My neighbor is a recently retired fire Marshall. If he was at an event, he had to wear the vest and gun. He said that was the worst part of the job.

First time I met him, he rolled into a meeting 20 minutes late shaking the ice in his cup from a just finished lunch in full battle rattle. You could hear the eye rolling from the others in his department. The chief of a larger county VFD went on a good solid 15 minute rant about him went the knox box thing came up. Another local emergency services district chief outdid that rant a month or so later, and described in detail the push from a growing collective to have him removed. If he was required to wear all the gear, it didn't take much of a suggestion, and I'll bet dollars to donuts he was of the "do you know who I am" flavor. He didn't appreciate it at all when we very politely demonstrated the IBC and IFC didn't support all of his "violations" which led him to red tag and shut down a VFD fire station. A fire marshal actually shut down a fire station because they had the audacity to take a garage bay, replace the door, put up a wall, and add AC to create a mini gym for the crew.

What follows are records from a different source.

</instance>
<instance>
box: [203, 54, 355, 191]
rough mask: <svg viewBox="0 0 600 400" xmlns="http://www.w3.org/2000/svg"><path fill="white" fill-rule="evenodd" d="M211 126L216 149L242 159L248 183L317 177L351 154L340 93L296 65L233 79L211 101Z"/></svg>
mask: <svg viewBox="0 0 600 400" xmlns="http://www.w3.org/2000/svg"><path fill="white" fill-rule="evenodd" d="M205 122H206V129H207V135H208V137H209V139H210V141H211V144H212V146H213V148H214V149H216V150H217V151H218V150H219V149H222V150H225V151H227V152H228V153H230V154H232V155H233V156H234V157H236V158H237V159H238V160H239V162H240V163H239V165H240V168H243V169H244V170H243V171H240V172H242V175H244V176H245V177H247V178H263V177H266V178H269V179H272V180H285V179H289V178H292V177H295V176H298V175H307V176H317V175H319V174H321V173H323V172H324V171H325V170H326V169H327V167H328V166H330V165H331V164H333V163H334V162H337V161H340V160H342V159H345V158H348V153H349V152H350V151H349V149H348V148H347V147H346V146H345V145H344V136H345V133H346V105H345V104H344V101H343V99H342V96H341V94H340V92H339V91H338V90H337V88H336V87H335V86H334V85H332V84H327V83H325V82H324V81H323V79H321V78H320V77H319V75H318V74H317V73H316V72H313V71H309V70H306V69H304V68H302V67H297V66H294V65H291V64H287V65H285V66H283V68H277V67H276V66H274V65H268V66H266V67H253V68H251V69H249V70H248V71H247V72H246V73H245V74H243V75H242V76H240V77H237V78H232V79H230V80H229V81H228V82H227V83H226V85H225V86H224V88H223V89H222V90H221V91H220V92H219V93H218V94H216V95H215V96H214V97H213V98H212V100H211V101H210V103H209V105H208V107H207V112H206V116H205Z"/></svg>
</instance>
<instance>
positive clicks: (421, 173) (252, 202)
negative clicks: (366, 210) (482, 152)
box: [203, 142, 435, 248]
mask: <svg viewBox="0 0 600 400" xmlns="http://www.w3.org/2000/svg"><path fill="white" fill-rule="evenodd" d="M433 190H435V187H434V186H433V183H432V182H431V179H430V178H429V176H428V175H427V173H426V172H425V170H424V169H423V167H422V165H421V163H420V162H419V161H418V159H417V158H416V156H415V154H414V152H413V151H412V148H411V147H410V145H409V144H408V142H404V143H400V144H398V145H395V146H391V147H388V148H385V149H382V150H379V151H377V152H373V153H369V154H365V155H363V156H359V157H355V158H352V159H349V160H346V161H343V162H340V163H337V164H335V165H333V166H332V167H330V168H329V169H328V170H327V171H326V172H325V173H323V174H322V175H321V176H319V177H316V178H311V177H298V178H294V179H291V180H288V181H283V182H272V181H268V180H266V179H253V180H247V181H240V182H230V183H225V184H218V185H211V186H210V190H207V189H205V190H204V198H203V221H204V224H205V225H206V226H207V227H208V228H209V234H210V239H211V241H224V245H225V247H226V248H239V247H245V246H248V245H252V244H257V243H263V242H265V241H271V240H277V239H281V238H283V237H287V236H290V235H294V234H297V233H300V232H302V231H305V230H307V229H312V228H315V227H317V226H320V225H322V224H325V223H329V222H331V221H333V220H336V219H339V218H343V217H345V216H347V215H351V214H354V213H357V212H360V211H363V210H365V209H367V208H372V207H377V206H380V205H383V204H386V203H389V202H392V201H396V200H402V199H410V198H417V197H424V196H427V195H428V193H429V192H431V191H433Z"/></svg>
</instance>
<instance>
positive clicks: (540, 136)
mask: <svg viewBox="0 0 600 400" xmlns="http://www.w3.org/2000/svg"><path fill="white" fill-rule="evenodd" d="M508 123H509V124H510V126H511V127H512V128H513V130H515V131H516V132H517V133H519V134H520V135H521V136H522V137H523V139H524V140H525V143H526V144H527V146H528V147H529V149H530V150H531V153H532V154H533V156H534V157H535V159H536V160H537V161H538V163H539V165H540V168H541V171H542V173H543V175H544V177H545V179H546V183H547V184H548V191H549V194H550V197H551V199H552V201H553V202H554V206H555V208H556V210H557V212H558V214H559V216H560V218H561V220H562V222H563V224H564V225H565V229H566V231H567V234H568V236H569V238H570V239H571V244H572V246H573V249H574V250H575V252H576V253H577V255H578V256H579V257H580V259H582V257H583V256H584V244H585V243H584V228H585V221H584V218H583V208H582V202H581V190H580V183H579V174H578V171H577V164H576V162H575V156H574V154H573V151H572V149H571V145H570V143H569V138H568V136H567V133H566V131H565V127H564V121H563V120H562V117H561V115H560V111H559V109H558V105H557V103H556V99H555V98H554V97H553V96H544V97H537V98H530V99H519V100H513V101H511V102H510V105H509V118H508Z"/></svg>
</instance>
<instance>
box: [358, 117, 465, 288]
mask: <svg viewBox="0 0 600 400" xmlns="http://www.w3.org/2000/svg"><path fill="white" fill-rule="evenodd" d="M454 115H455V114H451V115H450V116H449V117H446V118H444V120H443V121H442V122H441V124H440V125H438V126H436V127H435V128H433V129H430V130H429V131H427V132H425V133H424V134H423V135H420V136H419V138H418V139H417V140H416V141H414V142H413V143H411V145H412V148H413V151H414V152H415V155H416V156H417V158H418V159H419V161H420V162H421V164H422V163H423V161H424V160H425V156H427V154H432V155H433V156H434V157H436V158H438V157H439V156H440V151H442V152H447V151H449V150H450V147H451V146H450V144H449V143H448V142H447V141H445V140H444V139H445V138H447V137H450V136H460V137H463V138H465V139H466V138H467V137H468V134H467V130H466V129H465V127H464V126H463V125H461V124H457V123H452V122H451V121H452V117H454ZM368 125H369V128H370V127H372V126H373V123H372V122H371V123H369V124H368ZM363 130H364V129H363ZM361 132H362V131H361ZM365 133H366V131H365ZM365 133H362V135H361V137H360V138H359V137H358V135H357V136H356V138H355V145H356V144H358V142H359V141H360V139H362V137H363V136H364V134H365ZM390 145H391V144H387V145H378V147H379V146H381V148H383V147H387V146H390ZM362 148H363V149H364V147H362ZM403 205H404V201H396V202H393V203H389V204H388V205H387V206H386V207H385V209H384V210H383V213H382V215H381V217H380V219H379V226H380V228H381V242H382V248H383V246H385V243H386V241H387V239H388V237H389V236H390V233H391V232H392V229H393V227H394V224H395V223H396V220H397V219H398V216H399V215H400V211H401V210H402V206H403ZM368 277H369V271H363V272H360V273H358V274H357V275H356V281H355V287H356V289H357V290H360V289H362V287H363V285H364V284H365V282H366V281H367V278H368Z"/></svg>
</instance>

Knox is a brand of lock box, probably the most common used by fire departments. You put a set of keys to your building in it and mount it high up on a wall. Box is keyed to a unique fire department key so they can get inside in an emergency. This dude had a fire department put one of these boxes on a fire station, so that a responding fire department from the same organization would be able to gain access in an emergency - assuming the crew who, you know, lived there, was out at a picnic or something that day. Never mind the stations were either keyed alike or had all the same fail safe keypads and locks.